Being a daily commuter in Toronto's subway system(TTC), I found myself stuck many times in the train.
The announcement by the automated voice warning of congestions still rings clearly through my head!

It got me wondering if I could put numbers to this frustration of mine and show my friends of what pleces to avoid during their commute.

So I collected data about the metro system from the City of Toronto's open data catalog(https://www.toronto.ca/city-government/data-research-maps/open-data/)
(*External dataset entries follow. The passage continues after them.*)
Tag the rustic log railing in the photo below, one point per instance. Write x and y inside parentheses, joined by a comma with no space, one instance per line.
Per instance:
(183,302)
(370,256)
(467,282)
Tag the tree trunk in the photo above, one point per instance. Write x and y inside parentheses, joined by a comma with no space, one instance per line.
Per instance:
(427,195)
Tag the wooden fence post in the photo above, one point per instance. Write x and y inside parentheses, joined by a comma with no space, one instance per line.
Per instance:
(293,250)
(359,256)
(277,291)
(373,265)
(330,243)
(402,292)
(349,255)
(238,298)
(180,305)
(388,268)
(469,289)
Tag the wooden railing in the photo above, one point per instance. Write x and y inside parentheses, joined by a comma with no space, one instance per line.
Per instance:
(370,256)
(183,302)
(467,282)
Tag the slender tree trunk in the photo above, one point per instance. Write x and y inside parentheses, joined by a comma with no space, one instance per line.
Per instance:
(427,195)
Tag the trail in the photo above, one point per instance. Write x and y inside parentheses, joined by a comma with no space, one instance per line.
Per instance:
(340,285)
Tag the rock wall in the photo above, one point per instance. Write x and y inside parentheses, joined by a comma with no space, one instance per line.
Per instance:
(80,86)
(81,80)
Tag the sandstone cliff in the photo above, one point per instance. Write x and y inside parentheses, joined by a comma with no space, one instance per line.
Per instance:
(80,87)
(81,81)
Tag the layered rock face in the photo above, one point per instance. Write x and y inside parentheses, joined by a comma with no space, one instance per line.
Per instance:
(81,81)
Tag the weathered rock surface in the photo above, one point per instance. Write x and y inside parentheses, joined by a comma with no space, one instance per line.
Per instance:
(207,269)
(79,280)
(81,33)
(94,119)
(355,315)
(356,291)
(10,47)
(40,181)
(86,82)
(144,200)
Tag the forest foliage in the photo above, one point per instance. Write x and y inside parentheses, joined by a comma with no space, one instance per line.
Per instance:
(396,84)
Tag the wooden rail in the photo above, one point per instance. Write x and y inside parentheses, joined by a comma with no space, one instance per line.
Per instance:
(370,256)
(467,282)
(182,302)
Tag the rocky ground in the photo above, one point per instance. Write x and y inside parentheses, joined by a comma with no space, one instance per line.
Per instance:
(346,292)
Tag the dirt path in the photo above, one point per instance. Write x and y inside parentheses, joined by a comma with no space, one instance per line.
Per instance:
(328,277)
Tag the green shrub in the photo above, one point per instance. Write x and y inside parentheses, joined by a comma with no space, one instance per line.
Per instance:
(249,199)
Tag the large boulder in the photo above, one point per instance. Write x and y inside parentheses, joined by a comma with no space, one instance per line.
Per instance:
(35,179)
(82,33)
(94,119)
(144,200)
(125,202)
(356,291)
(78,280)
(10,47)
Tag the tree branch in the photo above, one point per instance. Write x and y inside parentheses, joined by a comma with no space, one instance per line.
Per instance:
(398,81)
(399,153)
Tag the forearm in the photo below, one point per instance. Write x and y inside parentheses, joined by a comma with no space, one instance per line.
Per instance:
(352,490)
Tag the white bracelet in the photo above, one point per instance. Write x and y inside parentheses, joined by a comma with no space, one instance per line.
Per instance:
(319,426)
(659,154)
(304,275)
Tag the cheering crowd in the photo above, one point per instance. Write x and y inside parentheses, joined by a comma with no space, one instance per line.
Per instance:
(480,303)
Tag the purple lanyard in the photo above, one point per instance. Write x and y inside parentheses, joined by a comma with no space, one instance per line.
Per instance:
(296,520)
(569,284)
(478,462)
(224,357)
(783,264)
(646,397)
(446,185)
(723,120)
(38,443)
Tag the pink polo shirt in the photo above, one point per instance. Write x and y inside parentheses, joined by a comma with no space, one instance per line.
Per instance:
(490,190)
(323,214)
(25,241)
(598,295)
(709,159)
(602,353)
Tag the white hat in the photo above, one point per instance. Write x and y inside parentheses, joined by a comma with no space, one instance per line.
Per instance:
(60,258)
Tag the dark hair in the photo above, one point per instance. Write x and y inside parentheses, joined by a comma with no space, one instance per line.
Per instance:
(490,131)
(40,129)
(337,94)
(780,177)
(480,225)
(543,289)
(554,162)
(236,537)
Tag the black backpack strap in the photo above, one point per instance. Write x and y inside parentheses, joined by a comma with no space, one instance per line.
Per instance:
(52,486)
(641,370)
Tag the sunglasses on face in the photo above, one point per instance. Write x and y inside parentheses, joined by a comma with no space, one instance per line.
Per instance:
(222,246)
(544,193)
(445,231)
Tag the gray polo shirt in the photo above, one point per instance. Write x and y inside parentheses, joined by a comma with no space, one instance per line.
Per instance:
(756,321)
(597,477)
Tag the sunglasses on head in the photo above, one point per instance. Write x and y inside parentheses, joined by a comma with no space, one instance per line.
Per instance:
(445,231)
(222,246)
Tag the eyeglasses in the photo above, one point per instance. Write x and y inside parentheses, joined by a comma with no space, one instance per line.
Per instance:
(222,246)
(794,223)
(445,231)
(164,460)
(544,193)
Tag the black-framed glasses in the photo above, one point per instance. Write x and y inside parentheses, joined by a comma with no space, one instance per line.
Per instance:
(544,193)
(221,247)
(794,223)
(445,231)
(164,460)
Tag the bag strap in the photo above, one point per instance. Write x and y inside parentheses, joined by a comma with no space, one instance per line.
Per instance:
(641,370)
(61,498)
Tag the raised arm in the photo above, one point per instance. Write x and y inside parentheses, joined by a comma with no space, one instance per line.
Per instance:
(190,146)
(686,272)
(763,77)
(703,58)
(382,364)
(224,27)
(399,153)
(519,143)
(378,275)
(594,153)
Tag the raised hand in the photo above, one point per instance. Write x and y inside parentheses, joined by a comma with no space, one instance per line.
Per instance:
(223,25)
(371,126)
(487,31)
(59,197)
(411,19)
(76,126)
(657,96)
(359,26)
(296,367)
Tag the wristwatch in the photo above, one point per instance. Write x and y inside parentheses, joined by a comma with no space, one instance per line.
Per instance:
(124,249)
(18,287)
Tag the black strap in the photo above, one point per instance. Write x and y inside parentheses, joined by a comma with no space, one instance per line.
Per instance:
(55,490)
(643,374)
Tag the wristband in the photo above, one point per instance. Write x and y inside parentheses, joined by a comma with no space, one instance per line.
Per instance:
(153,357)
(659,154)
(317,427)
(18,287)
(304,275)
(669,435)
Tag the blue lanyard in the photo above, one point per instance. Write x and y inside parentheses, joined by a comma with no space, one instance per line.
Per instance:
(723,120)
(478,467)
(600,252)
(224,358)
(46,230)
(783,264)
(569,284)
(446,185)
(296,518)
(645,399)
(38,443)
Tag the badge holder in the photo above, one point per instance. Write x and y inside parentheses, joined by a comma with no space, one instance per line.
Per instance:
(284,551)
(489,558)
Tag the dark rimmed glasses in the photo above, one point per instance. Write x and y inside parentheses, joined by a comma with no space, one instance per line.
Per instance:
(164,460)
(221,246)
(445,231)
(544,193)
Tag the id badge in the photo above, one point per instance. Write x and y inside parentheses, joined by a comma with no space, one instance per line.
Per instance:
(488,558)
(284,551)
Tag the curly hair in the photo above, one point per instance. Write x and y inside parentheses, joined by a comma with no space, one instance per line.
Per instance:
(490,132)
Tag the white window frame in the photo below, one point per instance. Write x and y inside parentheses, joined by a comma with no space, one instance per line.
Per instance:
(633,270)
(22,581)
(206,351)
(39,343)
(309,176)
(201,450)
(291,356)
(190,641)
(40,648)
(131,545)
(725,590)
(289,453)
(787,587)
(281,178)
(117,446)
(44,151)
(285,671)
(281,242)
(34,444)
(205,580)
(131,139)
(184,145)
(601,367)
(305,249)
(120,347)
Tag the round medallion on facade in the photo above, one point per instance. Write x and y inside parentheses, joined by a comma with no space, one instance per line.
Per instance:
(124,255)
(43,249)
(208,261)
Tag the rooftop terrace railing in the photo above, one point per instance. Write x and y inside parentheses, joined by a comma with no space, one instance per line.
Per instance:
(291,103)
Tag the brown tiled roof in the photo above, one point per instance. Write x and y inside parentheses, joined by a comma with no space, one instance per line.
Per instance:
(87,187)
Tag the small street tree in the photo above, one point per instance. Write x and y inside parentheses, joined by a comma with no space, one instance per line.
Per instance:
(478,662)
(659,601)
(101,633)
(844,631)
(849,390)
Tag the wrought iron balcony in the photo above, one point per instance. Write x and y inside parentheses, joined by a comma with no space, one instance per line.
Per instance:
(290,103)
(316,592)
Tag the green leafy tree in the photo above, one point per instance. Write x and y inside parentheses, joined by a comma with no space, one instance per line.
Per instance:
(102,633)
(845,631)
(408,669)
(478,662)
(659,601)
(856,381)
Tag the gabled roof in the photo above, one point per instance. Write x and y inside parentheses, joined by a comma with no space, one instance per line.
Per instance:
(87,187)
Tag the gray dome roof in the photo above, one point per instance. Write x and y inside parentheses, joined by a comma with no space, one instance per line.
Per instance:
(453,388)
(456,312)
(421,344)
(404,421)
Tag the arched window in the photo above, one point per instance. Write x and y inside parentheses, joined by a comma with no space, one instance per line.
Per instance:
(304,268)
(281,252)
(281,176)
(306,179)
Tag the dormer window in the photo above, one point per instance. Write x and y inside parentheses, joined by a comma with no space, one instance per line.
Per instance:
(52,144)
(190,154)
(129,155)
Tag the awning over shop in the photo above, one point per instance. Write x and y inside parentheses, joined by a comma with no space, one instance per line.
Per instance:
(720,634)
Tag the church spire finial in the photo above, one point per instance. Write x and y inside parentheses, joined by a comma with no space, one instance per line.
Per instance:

This is the metadata of the dataset. 

In [32]:
import pandas as pd

metadata = pd.read_excel("./data/SubwayDelaysMetadata.xlsx")
print(metadata)

Unnamed: 0,Field Name,Description,Example
0,Date,Date (YYYY/MM/DD),2016-12-31 00:00:00
1,Time,Time (24h clock),01:59:00
2,Day,Name of the day of the week,Saturday
3,Station,TTC subway station name,Rosedale Station
4,Code,TTC delay code,MUIS
5,Min Delay,Delay (in minutes) to subway service,5
6,Min Gap,Time length (in minutes) between trains,9
7,Bound,Direction of train dependant on the line,N
8,Line,"TTC subway line i.e. YU, BD, SHP, and SRT",YU
9,Vehicle,TTC train number,5961


This information is available in a monthly format. I then proceeded to aggregate and group the data for a single year.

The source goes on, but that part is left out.